Only those working most closely with children or vulnerable adults will need to undergo a criminal records check and the results will be able to move with individuals when they change jobs, cutting down on bureaucracy, the Government said.
The current system will be "scaled back to sensible levels whilst at the same time protecting vulnerable people", Mr Clegg said.
The changes, outlined in the Protection of Freedoms Bill, aim to scale back state powers and reverse what has been seen as the widespread erosion of civil liberties in recent years.
More than nine million people working or volunteering with children and vulnerable adults will be freed from the need to register and be monitored by the state following an overhaul of the checking regime, the Government said. Rules covering the storage of innocent people's DNA will be tightened, with DNA profiles of those who have not been convicted only being held if they have been charged with a serious crime, and then only for three years.
Powers for local authorities to snoop on people suspected of minor offences will also be cut, preventing town hall snoopers from checking bins or using anti-terror powers in school catchment area disputes.
The Bill will also set out plans to regulate CCTV and automatic number plate recognition (ANPR) systems for the first time, to outlaw wheel-clamping on private land, and to ban schools from fingerprinting children without their parents' consent.

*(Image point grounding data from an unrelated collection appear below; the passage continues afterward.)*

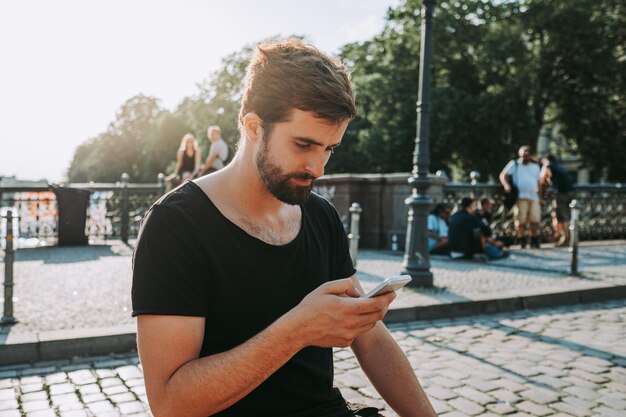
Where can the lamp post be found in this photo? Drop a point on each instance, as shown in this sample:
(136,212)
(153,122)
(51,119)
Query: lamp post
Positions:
(416,258)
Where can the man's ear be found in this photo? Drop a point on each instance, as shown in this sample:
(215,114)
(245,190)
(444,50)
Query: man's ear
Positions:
(253,126)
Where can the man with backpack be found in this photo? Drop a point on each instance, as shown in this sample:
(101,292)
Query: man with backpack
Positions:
(220,153)
(524,173)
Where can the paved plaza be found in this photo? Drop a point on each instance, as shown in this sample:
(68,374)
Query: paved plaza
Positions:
(567,361)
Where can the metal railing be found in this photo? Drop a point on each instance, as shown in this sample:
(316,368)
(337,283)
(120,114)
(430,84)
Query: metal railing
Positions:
(602,213)
(114,210)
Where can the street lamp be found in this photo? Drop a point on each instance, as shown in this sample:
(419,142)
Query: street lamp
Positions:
(416,258)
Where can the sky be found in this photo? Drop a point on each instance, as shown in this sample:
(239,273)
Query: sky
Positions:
(67,66)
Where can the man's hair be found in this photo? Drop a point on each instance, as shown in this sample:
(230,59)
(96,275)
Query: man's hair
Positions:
(466,202)
(287,74)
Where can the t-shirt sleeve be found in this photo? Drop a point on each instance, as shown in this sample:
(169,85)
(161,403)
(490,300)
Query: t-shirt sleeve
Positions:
(167,276)
(509,167)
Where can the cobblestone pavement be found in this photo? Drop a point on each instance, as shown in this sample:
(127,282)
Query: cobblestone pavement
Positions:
(568,361)
(89,287)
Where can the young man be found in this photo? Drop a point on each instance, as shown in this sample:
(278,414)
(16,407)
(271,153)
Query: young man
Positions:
(525,174)
(218,152)
(242,279)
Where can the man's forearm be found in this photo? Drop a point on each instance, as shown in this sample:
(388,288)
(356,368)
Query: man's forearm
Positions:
(390,372)
(208,385)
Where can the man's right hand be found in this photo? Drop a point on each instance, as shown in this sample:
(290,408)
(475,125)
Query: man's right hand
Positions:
(333,315)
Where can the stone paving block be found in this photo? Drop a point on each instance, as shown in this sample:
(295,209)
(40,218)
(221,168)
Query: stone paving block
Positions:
(583,383)
(481,384)
(131,408)
(93,398)
(100,407)
(553,382)
(440,406)
(474,395)
(64,388)
(55,378)
(616,386)
(64,399)
(42,413)
(73,413)
(8,405)
(579,403)
(442,381)
(609,412)
(584,393)
(105,373)
(34,396)
(570,409)
(501,408)
(540,396)
(454,413)
(505,395)
(613,402)
(37,371)
(466,406)
(440,393)
(115,389)
(533,408)
(30,406)
(82,377)
(122,398)
(26,388)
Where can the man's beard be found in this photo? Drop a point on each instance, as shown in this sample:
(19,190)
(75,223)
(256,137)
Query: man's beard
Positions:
(278,183)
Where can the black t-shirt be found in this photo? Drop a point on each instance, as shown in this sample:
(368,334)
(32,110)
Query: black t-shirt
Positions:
(190,260)
(464,233)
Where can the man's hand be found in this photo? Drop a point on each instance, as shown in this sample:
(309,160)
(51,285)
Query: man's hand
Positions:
(333,315)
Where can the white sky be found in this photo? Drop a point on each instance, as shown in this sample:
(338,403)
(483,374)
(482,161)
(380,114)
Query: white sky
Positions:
(66,66)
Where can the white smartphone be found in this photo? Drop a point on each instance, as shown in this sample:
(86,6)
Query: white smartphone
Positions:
(388,285)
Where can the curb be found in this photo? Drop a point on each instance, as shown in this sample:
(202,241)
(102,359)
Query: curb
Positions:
(66,344)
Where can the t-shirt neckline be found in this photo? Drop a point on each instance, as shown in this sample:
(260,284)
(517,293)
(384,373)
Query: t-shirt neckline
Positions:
(196,189)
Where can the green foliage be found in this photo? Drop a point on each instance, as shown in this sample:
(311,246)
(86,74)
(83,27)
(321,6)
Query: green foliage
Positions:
(501,69)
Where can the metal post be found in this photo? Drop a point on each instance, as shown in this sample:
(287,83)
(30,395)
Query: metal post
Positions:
(125,208)
(416,257)
(474,177)
(161,181)
(573,236)
(9,257)
(355,216)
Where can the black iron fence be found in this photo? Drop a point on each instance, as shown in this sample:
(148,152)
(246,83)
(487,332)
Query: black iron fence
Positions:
(114,210)
(602,214)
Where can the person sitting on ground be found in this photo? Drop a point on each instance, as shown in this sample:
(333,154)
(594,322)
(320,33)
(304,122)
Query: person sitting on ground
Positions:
(467,236)
(187,161)
(438,228)
(486,216)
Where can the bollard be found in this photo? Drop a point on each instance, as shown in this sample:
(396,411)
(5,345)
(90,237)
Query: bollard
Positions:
(353,237)
(9,256)
(125,208)
(161,181)
(573,236)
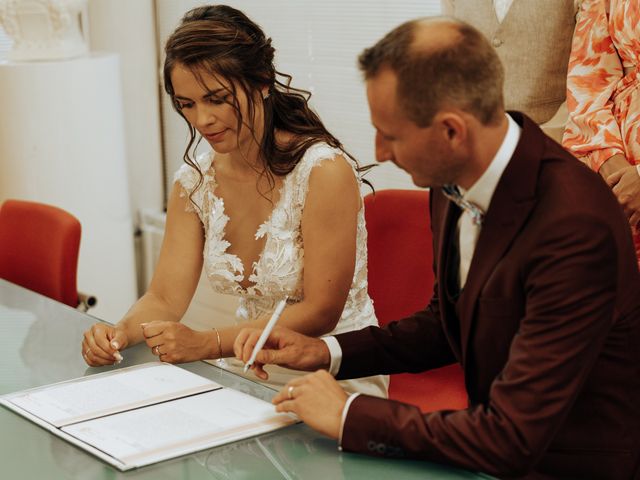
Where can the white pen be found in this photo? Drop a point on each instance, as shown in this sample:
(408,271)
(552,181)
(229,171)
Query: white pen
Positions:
(266,332)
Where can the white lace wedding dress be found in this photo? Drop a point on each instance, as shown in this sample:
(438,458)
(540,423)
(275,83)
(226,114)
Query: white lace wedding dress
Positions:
(279,269)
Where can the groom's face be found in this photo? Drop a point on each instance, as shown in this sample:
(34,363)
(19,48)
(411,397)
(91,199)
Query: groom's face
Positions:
(422,152)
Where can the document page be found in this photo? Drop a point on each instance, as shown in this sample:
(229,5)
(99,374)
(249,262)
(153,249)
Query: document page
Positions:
(97,395)
(151,434)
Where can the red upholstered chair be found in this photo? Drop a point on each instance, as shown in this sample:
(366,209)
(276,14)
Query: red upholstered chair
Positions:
(39,247)
(401,279)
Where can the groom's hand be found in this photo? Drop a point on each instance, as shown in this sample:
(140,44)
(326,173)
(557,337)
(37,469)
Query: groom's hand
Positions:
(285,348)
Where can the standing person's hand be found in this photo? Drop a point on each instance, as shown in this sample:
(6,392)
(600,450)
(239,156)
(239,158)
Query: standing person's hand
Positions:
(284,347)
(101,343)
(174,342)
(317,399)
(625,184)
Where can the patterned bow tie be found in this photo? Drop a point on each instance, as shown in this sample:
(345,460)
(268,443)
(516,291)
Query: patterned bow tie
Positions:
(453,194)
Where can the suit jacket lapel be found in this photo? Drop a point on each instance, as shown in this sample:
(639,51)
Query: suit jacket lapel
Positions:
(445,242)
(512,201)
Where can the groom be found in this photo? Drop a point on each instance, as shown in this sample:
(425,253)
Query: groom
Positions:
(537,295)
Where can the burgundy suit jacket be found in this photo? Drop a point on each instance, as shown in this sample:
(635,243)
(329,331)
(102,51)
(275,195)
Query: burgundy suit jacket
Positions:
(547,329)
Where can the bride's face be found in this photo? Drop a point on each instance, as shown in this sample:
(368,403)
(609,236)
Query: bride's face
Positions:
(207,102)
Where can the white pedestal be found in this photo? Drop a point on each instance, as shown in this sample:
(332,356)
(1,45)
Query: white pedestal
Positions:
(62,142)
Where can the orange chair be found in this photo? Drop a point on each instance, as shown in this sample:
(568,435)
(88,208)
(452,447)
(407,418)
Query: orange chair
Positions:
(401,280)
(39,247)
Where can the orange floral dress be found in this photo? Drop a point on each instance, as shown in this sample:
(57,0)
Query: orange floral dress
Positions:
(603,84)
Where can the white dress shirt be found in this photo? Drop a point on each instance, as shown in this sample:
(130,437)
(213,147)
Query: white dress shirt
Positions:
(480,194)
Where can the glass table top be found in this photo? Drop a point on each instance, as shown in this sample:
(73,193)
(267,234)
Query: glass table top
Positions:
(40,344)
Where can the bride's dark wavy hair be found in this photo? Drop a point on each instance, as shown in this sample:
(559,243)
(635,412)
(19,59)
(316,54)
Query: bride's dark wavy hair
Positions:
(224,42)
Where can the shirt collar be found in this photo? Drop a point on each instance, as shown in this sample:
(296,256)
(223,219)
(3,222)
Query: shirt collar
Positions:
(481,192)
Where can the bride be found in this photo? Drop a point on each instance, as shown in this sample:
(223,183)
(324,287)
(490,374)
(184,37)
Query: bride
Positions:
(275,210)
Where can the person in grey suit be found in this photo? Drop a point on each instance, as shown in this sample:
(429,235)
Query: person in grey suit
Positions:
(537,293)
(533,41)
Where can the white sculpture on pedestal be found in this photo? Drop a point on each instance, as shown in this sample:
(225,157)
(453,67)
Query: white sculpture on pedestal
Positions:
(45,29)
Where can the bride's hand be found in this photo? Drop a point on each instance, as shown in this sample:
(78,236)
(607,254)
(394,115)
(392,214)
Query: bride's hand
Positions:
(174,342)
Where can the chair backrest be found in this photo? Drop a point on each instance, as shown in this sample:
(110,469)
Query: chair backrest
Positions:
(39,247)
(400,258)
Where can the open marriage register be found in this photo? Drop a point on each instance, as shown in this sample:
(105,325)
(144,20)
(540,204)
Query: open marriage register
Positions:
(144,414)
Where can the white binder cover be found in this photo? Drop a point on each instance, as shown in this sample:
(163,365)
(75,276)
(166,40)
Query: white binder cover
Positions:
(144,414)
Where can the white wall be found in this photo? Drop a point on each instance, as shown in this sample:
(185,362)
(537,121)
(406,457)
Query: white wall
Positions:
(127,28)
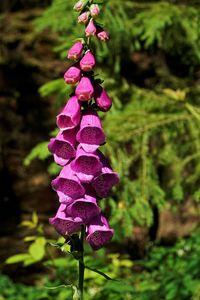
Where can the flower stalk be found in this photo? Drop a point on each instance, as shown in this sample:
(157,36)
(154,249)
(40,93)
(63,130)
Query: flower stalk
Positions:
(86,176)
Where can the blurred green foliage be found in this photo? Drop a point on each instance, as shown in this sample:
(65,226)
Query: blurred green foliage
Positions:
(153,128)
(166,273)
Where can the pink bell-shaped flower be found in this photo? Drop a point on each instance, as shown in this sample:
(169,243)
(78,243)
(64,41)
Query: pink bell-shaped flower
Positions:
(63,146)
(99,232)
(87,63)
(90,30)
(90,135)
(86,165)
(65,224)
(103,35)
(75,51)
(84,17)
(84,90)
(94,10)
(68,183)
(102,99)
(72,75)
(104,181)
(70,115)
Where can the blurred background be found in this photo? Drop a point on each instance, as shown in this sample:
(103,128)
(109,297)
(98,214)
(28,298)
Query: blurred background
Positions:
(151,68)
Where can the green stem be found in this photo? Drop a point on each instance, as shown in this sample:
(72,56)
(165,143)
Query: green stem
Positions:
(81,264)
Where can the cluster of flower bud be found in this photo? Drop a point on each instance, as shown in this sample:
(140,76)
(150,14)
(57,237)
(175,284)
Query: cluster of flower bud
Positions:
(86,176)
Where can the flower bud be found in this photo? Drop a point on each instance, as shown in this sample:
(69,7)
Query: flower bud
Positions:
(102,99)
(68,183)
(63,146)
(94,10)
(84,90)
(86,165)
(87,63)
(104,181)
(79,5)
(103,35)
(84,17)
(75,51)
(90,30)
(72,75)
(85,208)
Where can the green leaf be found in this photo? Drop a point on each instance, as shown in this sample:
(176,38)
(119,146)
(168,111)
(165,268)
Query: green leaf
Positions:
(17,258)
(37,249)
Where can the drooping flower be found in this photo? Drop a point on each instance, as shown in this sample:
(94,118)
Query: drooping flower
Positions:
(75,51)
(103,35)
(84,90)
(84,17)
(63,146)
(72,75)
(99,232)
(79,5)
(86,165)
(94,10)
(87,63)
(90,30)
(90,135)
(65,224)
(104,181)
(86,207)
(102,99)
(70,115)
(68,183)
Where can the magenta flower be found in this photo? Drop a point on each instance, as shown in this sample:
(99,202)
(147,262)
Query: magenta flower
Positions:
(84,17)
(99,232)
(65,224)
(79,5)
(90,30)
(90,135)
(104,182)
(85,208)
(70,115)
(63,146)
(103,35)
(87,63)
(84,90)
(64,199)
(94,10)
(86,165)
(102,99)
(72,75)
(75,51)
(68,183)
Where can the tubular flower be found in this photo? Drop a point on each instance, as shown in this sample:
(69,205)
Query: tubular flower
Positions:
(103,35)
(83,18)
(86,165)
(86,175)
(94,10)
(102,99)
(84,90)
(99,232)
(87,63)
(72,75)
(75,51)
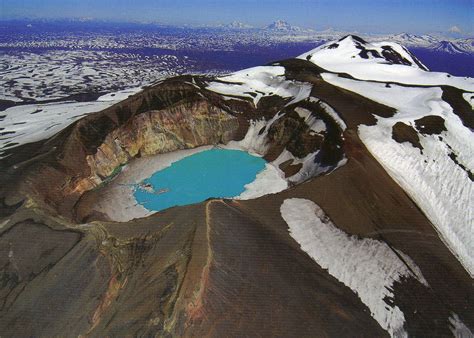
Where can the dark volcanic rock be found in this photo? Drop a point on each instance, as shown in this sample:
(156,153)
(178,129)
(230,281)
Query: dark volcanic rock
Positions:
(430,125)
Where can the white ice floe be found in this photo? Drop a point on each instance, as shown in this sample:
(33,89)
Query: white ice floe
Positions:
(257,82)
(269,181)
(431,177)
(458,328)
(367,266)
(345,59)
(120,95)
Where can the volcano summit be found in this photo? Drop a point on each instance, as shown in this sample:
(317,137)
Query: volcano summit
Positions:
(359,223)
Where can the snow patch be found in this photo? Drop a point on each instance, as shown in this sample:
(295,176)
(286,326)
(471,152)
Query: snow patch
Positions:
(446,199)
(367,266)
(269,181)
(257,82)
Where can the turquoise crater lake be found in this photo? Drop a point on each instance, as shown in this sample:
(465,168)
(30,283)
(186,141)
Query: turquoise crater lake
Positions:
(214,173)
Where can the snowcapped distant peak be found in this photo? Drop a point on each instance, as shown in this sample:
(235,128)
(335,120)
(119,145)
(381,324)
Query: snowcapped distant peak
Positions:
(281,25)
(353,51)
(448,47)
(238,25)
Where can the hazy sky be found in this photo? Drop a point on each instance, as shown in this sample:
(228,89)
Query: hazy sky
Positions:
(365,15)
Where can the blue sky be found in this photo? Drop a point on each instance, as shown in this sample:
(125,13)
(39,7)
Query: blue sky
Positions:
(415,16)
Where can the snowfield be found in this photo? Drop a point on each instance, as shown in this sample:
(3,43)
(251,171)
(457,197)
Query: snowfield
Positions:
(446,199)
(35,122)
(257,82)
(368,267)
(345,59)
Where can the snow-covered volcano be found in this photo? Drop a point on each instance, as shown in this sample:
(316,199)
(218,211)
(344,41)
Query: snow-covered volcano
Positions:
(448,47)
(371,227)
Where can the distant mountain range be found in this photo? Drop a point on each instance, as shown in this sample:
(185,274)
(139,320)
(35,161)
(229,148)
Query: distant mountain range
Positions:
(434,42)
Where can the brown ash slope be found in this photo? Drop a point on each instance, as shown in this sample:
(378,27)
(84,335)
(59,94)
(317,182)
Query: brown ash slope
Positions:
(221,267)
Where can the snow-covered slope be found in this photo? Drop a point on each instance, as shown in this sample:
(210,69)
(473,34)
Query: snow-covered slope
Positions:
(381,61)
(255,83)
(369,267)
(437,172)
(448,47)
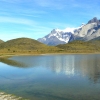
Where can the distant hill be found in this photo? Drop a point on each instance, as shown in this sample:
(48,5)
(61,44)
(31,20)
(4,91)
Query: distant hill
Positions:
(80,47)
(25,45)
(1,41)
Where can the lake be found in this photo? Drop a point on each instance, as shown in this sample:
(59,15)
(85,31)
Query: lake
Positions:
(52,77)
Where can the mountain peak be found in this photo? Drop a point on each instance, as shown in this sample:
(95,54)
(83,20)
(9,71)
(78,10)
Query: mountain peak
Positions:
(94,20)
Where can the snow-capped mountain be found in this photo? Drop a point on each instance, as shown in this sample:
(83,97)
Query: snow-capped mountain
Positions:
(85,32)
(89,31)
(57,36)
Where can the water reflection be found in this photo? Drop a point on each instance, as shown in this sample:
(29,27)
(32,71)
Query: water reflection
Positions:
(12,62)
(84,65)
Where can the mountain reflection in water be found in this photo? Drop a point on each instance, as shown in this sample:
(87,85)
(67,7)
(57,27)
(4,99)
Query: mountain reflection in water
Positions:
(85,65)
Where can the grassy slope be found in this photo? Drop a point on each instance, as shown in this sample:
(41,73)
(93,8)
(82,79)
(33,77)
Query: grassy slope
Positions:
(31,46)
(81,47)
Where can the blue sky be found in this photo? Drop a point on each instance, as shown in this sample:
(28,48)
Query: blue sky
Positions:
(36,18)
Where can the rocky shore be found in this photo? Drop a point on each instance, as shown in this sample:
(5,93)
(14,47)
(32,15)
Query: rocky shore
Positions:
(4,96)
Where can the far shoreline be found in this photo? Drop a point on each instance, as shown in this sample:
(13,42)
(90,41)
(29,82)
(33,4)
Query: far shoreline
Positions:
(37,54)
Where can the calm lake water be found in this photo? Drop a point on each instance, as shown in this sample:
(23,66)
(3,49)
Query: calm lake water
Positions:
(52,77)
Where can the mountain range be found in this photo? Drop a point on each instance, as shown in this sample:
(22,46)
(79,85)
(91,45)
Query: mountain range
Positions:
(85,32)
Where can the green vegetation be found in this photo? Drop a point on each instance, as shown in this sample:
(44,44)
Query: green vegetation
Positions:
(31,46)
(81,47)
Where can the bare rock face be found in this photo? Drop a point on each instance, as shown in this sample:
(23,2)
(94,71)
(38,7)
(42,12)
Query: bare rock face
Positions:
(89,31)
(86,32)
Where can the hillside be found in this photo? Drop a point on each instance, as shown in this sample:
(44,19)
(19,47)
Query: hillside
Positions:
(1,41)
(25,45)
(81,47)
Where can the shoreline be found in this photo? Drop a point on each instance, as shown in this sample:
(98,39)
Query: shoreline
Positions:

It will also contain plans to make it possible for those with old convictions for consensual gay sex to apply for their record to be deleted from the police national computer.
Daniel Hamilton, from campaign group Big Brother Watch, welcomed the announcement as a "real victory for common sense".
He said: "It's scandalous that so many members of the public have been forced to undergo these intrusive and humiliating criminal records checks.
"On the DNA database, however, the bill doesn't go far enough. While today's announcement will see a ban on collecting the DNA of those arrested and not convicted of crimes today, the details of more than 1.1 million innocent people will remain on the Police database. Their records must be deleted."